At the supermarket the CMA examined, promotions lasted an average of 37 days longer than sales at the reference price.

In the worst case, a product was sold at a promotional price for 73 days longer than it was sold at the reference price.

That supermarket was also found to be adding reference pricing to some promotions at least two weeks after they had begun.

Say, for example, a good sized box of washing powder had been on sale for £7 previously, but was then put on offer at £5. After a fortnight or more, a promotional label would appear by the product declaring "Was £7, now £5".

The label isn't technically lying, but there are a few issues with this kind of practice.

First, it gives the suggestion that the promotion is new.

Secondly, the CMA say it can be argued that the reference price itself is no longer genuine and therefore can't be used to make a meaningful comparison.

They give the example of a product being sold under two successive offers, with no return to the original price in between: Advertising first states that it "was £9, now half price", then, immediately after that offer ends, that it "was £9, now a third off".

If the first offer continues long enough, the CMA suggest that price could well be the new accepted price of the product - so as well as being less generous than the first promotion, the second offer is, in effect, raising the price of the product.

Price per what?

In both promotions and on a day to day basis, there are also concerns about the clarity with which unit pricing is used.

Most of us accept that bigger is cheaper, and that own brands are less expensive. Unit pricing should help us to see if and when that isn't actually the case.

Toilet roll is a brilliant example of this: we'd expect a nine roll pack of a supermarket's own brand to cost far less than a nine pack of Andrex.

Looking at the unit price, which tends to be per sheet or per 100 sheets, we can usually confirm that is indeed the case.

But research carried out for the CMA found that many people find it difficult to picture what the units used look like, and therefore ignore the unit price even when it tells them in simple terms "this one is cheaper than that one".

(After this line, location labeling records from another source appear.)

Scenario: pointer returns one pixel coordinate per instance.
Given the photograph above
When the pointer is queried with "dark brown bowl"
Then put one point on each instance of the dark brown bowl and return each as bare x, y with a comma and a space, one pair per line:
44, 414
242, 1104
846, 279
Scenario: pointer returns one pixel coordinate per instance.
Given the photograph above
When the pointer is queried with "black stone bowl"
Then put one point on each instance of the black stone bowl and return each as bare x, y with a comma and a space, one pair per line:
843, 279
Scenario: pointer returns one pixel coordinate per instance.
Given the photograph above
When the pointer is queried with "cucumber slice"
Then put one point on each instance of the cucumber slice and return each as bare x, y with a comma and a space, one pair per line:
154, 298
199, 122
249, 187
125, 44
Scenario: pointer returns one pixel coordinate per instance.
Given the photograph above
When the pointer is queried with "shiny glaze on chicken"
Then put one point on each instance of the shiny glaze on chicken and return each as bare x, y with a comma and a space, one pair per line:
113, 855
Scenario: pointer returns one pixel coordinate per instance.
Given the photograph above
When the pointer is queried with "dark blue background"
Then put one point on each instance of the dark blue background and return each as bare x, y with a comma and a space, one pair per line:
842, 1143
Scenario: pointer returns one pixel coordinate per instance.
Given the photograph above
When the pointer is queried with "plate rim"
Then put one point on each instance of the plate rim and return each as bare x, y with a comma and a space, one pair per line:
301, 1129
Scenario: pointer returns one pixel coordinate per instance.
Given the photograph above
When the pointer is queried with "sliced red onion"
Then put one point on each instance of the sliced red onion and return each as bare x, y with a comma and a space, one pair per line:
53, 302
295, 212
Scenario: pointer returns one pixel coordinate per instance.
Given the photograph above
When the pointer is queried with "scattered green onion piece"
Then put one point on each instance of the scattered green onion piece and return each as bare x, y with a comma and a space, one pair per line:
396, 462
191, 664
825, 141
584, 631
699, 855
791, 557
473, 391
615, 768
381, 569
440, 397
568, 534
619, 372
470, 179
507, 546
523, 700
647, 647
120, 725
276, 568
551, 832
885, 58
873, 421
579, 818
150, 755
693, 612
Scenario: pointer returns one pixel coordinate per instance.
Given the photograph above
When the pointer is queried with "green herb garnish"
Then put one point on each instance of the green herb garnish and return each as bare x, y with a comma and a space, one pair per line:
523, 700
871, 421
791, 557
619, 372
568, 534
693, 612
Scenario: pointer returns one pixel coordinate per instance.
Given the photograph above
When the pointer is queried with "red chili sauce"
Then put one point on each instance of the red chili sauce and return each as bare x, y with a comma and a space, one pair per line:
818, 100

Some of the retailers the CMA spoke to said they found customers were more likely to buy products when the unit reflected how they used the product.

People buying washing powder, for example, would seem keener on being told how much it costs per wash than they are to be told how much 100g of it costs.

Which?'s issue was that when customers do try to use unit prices, they aren't consistent - for example, they refer to bananas being priced per kg, or per fruit.

With other items, some brands of soup or ketchup, for example, will have a unit price "per 100ml" while others are described as "per 100g".

As well as making comparing like with like more complicated than it needs to be, the CMA say some people felt the differences in unit price were so small they wouldn't be much of a saving.

Certainly, a difference of 0.1p per biscuit doesn't make much odds to the price of one 12 pack of jaffa cakes compared to another - but the differences often aren't that small, and they can add up to considerable savings on the full sized products.

The CMA have produced a guide to unit prices to try to help deal with the confusion and apathy surrounding them, which is available here [pdf].

They were bigger when I was younger

On a related note is the issue of smaller product sizes.

Which? have been campaigning for some time about what they see as products shrinking without prices changing to reflect their new size.

The CMA say that when they spoke to retailers, most said it was highly unusual for the products they stocked to change size more than once a year, in line with manufacturers' price reviews.

Manufacturers, meanwhile, told the investigation that the cost of resizing packaging potentially offset any savings made by decreasing the contents.

Where we do often find differently sized products is in the discount sector - which we've explained in relation to Poundland.

But overall, the CMA were happy that shrinking products aren't a major concern for supermarket shoppers.